Yep, watching old movies is a hobby of mine, although not nearly as big as my love for kayo kyoku. I managed to catch this 1939 flick called "The Ice Follies of 1939" starring James Stewart and Joan Crawford. This was intriguing for me since I hadn't even heard of Jimmy and Joan in a flick together. Well, I later found out tonight that the movie hadn't been particularly well-reviewed then and even now. Basically, there were words such as terrible.

Well, perhaps the two stars probably wished that no one had ever heard of this one either. Nope, I didn't think it was all that great which made the movie all the more curious since I've been accustomed to seeing those two and Lew Ayres in pretty good-to-legendary pics. In a way, I would compare it to Hollywood's attempt at the superhero movie "Green Lantern". That movie suffered badly from not knowing what it wanted to be...something fairly comedic like "Ant Man" or a straight-ahead adventure with an epic villain like "Spiderman 2". "The Ice Follies of 1939" had some pretty discordant scenes of darkness and madcap comedy, plus a surprise to me in that the last 10 minutes (the above scene) of the movie were filmed in Technicolor a la "The Wizard of Oz", which was also released in the same year.


All that preamble with that cinematic analogy to explain my feelings for this Seiko Matsuda(松田聖子)song "Glass no Prism" (Glass Prism).

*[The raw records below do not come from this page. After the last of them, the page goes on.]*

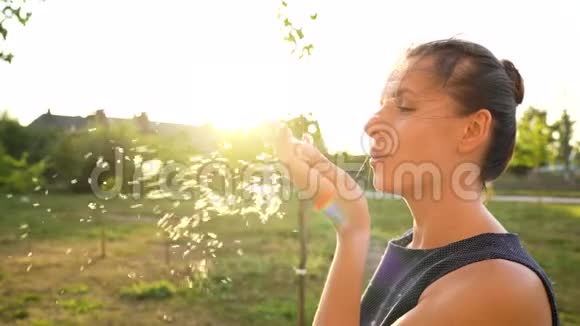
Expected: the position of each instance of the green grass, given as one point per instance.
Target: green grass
(258, 287)
(16, 307)
(153, 290)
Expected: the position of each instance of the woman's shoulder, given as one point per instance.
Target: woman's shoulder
(508, 290)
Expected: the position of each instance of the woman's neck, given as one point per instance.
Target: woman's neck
(450, 218)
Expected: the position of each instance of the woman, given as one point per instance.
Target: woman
(446, 126)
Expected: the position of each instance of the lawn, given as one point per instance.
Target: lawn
(52, 273)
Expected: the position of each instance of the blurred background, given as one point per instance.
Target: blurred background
(129, 96)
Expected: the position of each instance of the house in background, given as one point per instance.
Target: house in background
(203, 137)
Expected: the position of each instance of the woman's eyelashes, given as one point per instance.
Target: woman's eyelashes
(405, 109)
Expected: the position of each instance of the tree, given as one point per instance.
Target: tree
(534, 143)
(11, 9)
(564, 128)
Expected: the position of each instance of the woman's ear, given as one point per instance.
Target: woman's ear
(476, 131)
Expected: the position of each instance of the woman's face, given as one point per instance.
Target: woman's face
(415, 133)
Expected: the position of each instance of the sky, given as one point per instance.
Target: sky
(225, 62)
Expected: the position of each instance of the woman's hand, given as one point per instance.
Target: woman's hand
(315, 176)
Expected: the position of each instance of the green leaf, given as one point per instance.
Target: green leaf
(3, 31)
(299, 33)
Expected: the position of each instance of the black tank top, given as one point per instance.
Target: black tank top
(404, 273)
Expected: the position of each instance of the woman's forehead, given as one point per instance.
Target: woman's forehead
(414, 75)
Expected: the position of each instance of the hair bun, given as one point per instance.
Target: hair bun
(515, 76)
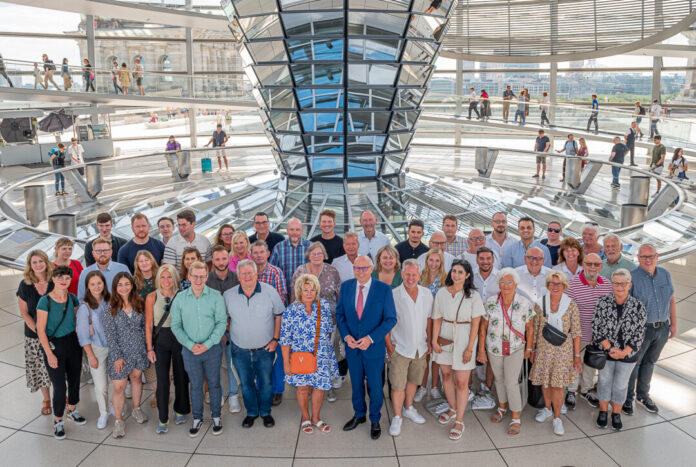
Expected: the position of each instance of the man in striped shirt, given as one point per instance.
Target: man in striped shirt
(585, 289)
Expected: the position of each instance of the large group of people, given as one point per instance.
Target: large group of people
(455, 321)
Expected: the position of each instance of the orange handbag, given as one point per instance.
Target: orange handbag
(304, 363)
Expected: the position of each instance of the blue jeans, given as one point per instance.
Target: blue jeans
(522, 116)
(254, 365)
(205, 365)
(654, 342)
(60, 180)
(615, 175)
(232, 385)
(278, 373)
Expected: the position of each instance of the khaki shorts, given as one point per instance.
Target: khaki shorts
(403, 370)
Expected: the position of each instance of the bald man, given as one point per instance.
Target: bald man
(287, 255)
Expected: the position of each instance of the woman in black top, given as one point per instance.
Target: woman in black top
(618, 326)
(36, 283)
(55, 325)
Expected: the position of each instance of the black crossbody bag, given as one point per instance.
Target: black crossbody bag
(552, 335)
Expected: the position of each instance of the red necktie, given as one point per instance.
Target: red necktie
(360, 302)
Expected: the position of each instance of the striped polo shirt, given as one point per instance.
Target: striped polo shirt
(586, 297)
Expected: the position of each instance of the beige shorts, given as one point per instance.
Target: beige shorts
(403, 370)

As with Stewart and Crawford, I have known the Queen Aidoru of the early 1980s for decades along with her biggest hits, and as with "The Ice Follies of 1939", I had never heard of this song until a few months ago despite the star behind the mike.

Very happily, my reaction was much more positive to this lovely song which was the B-side to Seiko-chan's 18th single from August 1984, "Pink no Mozart"(ピンクのモーツァルト). The reason that I had never heard of this was that along with the fact that I had never purchased the single, "Glass no Prism" never showed up on any original album and appeared only on her BEST compilations. It was just my misfortune that it hadn't been included in the BEST albums that I do possess.

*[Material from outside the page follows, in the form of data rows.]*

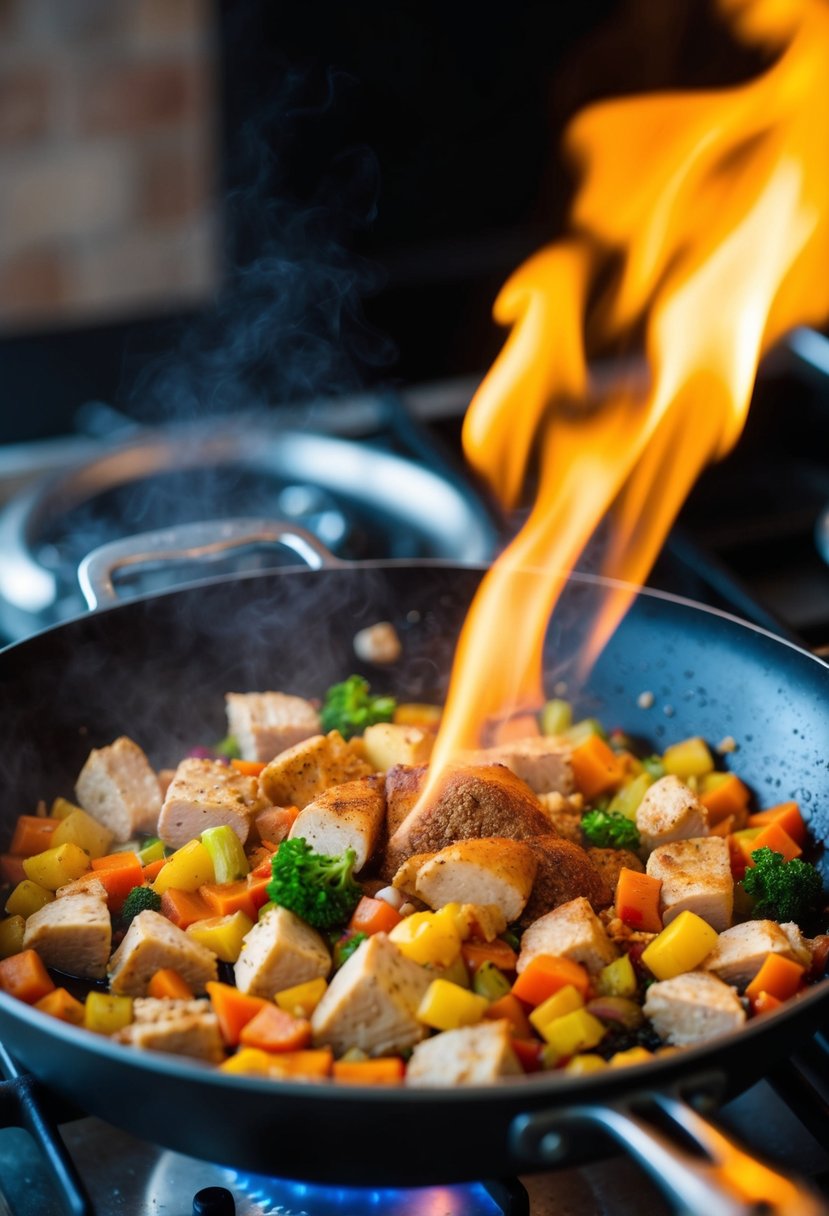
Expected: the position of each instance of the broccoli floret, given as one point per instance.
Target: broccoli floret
(319, 889)
(140, 900)
(784, 890)
(349, 708)
(609, 829)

As with the perky "Pink no Mozart", "Glass no Prism" was created by a couple of vets from the band Happy End, Takashi Matsumoto and Haruomi Hosono(松本隆・細野晴臣), and like it, it has this really quirky and appealing arrangement of its own, thanks to Masataka Matsutoya(松任谷正隆). Starting with this ethereal and poppy chorus and this music partly seasoned with sax that seems to propose something wonderful coming over the horizon, Seiko-chan sings this bouncy tune as if it were something for Christmas in a toy store. Then the string-led refrain sweeps in with great tidings like a brisk and refreshing wind. The lyrics are one girl's musings about this love triangle (the prism) that is forming with her as one of the "corners", and it sounds like she's relishing the situation. However for me, it's all about that arrangement.

Will always cherish digging away at the history of Japanese popular music and discovering something old that is new to me again and again.